To top it off, we read the latest research from this year’s EdWeek Technology Counts survey stating that while 50% of teachers reporting comfort with technology, only a minority use it for any interactive or collaborative activities, instead putting tech to use for testing or skill drills. School 5 Modern Learning 0.
You see, with the obvious exceptions of the often isolated amazing teachers across the globe who accepted the responsibility that Godin mentioned and have actually been DOING something that approaches modern learning with their students, we haven’t moved the needle very far, if at all.
We are now seeing an increasingly significant number of academics, journalists, educators, ‘experts’…and parents, who can’t see the point of it all; and frankly, I think they have a case. They are now becoming very vocal, as this actual quote from a parent states:
IT usage is proven in children and adults alike to lead to anti-interpersonal behaviour; Increased screen time reduces IQ levels, attention spans and memory in addition to inhibiting creative and deep level thinking on issues.

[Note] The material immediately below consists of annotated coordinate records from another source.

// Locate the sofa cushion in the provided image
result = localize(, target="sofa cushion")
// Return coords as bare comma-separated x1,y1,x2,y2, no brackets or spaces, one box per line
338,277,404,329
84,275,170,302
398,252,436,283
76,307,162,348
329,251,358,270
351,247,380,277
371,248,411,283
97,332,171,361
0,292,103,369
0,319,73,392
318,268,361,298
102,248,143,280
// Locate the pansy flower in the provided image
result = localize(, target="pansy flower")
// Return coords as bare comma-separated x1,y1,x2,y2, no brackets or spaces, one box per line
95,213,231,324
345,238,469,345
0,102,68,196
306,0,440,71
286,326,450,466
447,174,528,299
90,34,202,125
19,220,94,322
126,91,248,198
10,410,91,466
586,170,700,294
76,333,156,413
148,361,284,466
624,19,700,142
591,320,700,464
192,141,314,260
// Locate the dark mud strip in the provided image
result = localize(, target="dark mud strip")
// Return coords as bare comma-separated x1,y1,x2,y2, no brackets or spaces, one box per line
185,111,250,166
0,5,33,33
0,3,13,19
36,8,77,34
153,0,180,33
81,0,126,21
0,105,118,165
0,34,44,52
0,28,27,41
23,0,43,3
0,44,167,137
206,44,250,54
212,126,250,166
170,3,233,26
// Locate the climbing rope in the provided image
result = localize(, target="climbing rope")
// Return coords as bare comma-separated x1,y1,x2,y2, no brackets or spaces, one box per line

That’s what happens when we don’t take our responsibility to do something seriously.
So we’ve been given this Age of Leverage, and we’ve barely leveraged a thing. We’ve been too content transforming the medium our kids work in, rather than transforming their learning. And if we’re not careful we’re going to blow the one in a hundred plus years chance we have been gifted. Forget about SAMR and substitution, this is more about shuffling.
I’m now hearing more and more parents talking about their kids doing trivial apps on iPads; being distracted in class by social media and games, and very few of them talking about their sons or daughter doing things that they could NEVER do before, at levels of complexity that were simply NEVER available to them before. And, who still owns the learning?

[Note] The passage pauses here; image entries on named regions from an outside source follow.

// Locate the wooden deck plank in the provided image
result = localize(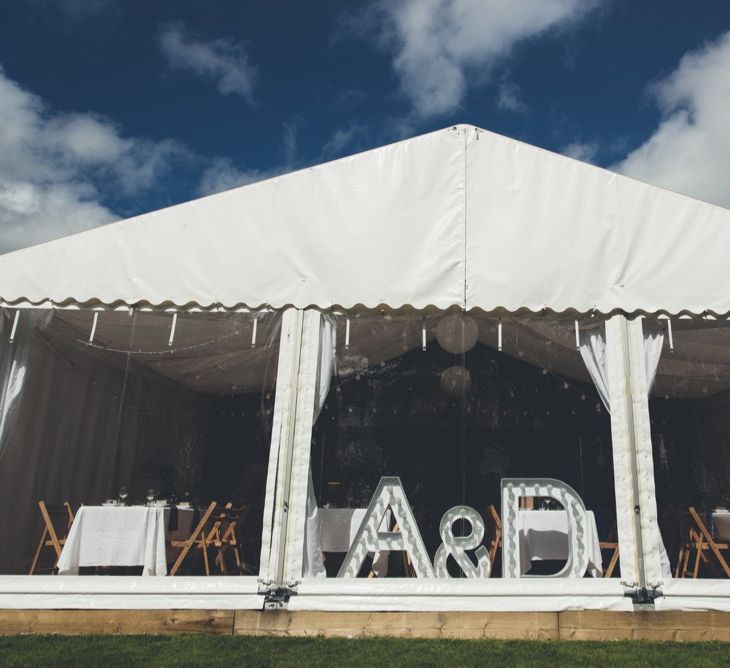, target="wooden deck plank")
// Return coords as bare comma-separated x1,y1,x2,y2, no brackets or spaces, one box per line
0,610,234,635
559,610,730,641
0,610,730,642
234,610,558,640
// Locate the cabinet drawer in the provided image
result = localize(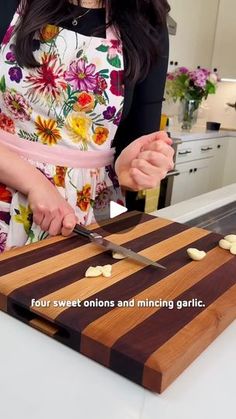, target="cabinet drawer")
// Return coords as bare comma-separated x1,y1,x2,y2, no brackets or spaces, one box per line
176,138,224,164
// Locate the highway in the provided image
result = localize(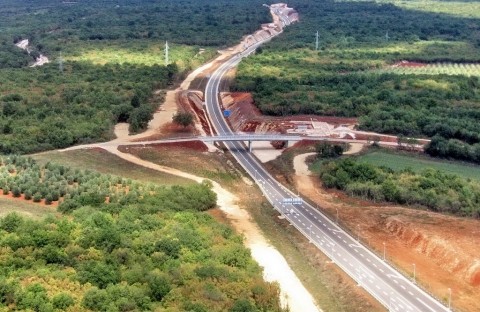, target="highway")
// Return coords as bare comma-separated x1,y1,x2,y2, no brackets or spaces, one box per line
205,4,450,312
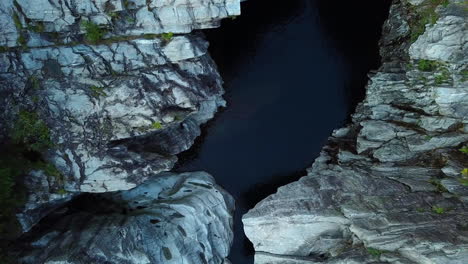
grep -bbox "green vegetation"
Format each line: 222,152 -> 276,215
28,76 -> 41,90
57,188 -> 68,195
83,21 -> 107,44
432,205 -> 445,214
104,1 -> 115,14
10,110 -> 53,152
460,168 -> 468,176
459,146 -> 468,154
16,33 -> 28,48
429,179 -> 448,193
460,70 -> 468,82
161,32 -> 174,41
434,69 -> 450,85
28,22 -> 45,33
123,0 -> 130,9
410,0 -> 449,42
418,60 -> 439,72
89,85 -> 107,97
107,12 -> 120,19
13,13 -> 23,31
0,110 -> 63,264
151,121 -> 163,129
367,248 -> 384,257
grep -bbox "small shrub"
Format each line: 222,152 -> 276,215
410,0 -> 449,42
10,110 -> 53,152
367,248 -> 384,257
429,179 -> 447,193
432,205 -> 445,214
161,32 -> 174,41
16,33 -> 28,48
459,146 -> 468,154
435,69 -> 450,85
458,177 -> 468,186
125,16 -> 136,24
460,168 -> 468,176
28,22 -> 45,33
104,1 -> 115,13
151,121 -> 163,129
418,60 -> 438,72
57,188 -> 68,195
89,85 -> 107,97
13,13 -> 23,30
83,21 -> 107,44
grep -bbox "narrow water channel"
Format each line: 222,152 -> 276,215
176,0 -> 391,264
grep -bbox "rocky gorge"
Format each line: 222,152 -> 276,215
0,0 -> 240,263
243,0 -> 468,264
0,0 -> 468,264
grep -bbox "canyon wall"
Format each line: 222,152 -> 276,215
243,0 -> 468,264
0,0 -> 240,263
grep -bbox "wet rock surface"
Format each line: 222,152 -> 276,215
243,1 -> 468,264
0,0 -> 240,263
19,172 -> 234,264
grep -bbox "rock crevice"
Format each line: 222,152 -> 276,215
243,1 -> 468,264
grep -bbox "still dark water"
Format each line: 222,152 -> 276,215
176,0 -> 391,264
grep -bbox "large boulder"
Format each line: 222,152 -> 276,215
17,172 -> 234,264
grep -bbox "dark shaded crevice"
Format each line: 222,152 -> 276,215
174,0 -> 391,264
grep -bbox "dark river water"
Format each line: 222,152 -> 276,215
176,0 -> 391,264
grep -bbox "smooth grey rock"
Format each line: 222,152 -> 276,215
0,35 -> 225,192
243,1 -> 468,264
0,0 -> 240,47
20,172 -> 234,264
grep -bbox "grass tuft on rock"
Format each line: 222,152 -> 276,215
83,21 -> 107,44
10,110 -> 53,152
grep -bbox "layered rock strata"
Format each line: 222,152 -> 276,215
243,1 -> 468,264
0,0 -> 240,263
20,172 -> 234,264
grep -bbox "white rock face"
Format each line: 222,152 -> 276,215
0,0 -> 240,242
0,0 -> 240,47
21,172 -> 234,264
409,15 -> 468,62
243,1 -> 468,264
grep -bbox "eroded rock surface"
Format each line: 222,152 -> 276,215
243,1 -> 468,264
0,0 -> 240,235
20,172 -> 234,264
0,0 -> 240,263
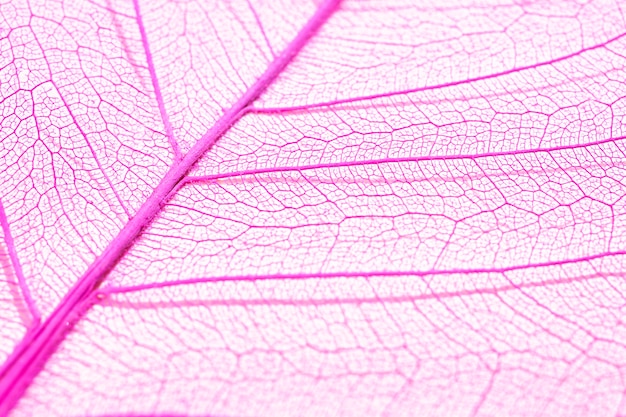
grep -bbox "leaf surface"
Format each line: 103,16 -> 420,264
0,0 -> 626,416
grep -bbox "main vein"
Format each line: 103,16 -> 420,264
0,0 -> 340,416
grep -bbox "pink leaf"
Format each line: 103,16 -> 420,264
0,0 -> 626,417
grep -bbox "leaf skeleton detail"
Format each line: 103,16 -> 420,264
0,0 -> 626,417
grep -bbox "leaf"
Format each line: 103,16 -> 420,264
0,0 -> 626,416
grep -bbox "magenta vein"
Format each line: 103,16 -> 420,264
98,273 -> 612,309
184,136 -> 626,184
98,247 -> 626,294
133,0 -> 182,161
0,0 -> 340,416
0,201 -> 41,326
251,33 -> 626,113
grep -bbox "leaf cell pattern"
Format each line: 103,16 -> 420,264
0,0 -> 626,417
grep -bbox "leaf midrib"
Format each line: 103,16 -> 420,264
0,0 -> 341,416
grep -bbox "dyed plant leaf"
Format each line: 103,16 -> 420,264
0,0 -> 626,416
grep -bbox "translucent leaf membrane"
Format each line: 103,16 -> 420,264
0,1 -> 171,316
256,0 -> 624,108
14,255 -> 626,417
0,0 -> 626,417
0,221 -> 28,362
134,0 -> 315,151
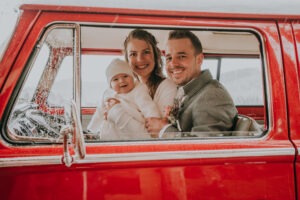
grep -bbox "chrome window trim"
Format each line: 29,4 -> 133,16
0,147 -> 295,168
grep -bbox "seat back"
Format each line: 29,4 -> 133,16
233,115 -> 263,133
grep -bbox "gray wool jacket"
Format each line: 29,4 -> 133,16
164,70 -> 238,133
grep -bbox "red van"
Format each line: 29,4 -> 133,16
0,1 -> 300,200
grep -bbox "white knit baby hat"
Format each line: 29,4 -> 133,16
105,58 -> 134,85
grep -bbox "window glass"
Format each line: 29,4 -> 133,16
18,44 -> 50,103
7,28 -> 73,143
220,58 -> 263,106
48,56 -> 73,107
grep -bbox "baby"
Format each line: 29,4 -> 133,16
87,59 -> 161,140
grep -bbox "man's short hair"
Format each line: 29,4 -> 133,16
168,29 -> 203,55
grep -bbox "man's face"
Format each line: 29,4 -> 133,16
166,38 -> 203,85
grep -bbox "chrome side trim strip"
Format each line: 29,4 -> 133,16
0,148 -> 295,168
75,148 -> 295,163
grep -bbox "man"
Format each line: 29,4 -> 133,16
145,30 -> 237,137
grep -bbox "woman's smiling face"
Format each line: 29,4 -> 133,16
127,39 -> 155,82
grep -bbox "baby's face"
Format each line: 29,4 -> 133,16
110,74 -> 134,94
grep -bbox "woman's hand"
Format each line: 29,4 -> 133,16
145,117 -> 168,138
104,98 -> 120,120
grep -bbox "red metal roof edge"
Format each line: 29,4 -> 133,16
20,4 -> 300,20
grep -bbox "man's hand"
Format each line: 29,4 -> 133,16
145,117 -> 168,138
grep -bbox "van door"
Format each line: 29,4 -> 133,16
0,6 -> 296,200
288,21 -> 300,195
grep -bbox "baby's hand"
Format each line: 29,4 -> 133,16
164,106 -> 172,118
105,98 -> 120,113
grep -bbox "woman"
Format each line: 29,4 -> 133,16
88,29 -> 177,139
124,29 -> 177,117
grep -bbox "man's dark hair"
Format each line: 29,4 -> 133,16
168,30 -> 203,55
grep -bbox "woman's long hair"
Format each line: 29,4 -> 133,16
124,29 -> 165,98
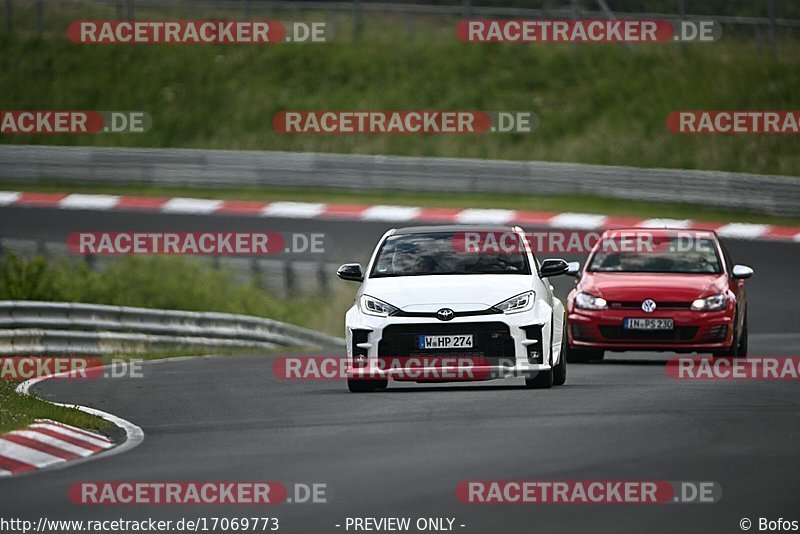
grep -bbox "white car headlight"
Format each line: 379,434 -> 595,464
358,295 -> 399,317
492,291 -> 535,313
691,293 -> 728,311
575,292 -> 608,310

When will we start to see the extraordinary become ordinary?
When will kids be using computers to do things in our schools that no parent, critic or academic will question the value of? As but one simple example, if our students were doing the sorts of mathematics that Conrad Wolfram has been tirelessly promoting; the sort of higher level mathematical thinking that we could once only imagine was possible before our students had this digital leverage, then parents would be asking for more, not less.
So when will we stop looking at the way we should use technology through school-coloured spectacles, and start looking at it through a learning lens?
Seth and Seymour were right. We have a responsibility to do just that.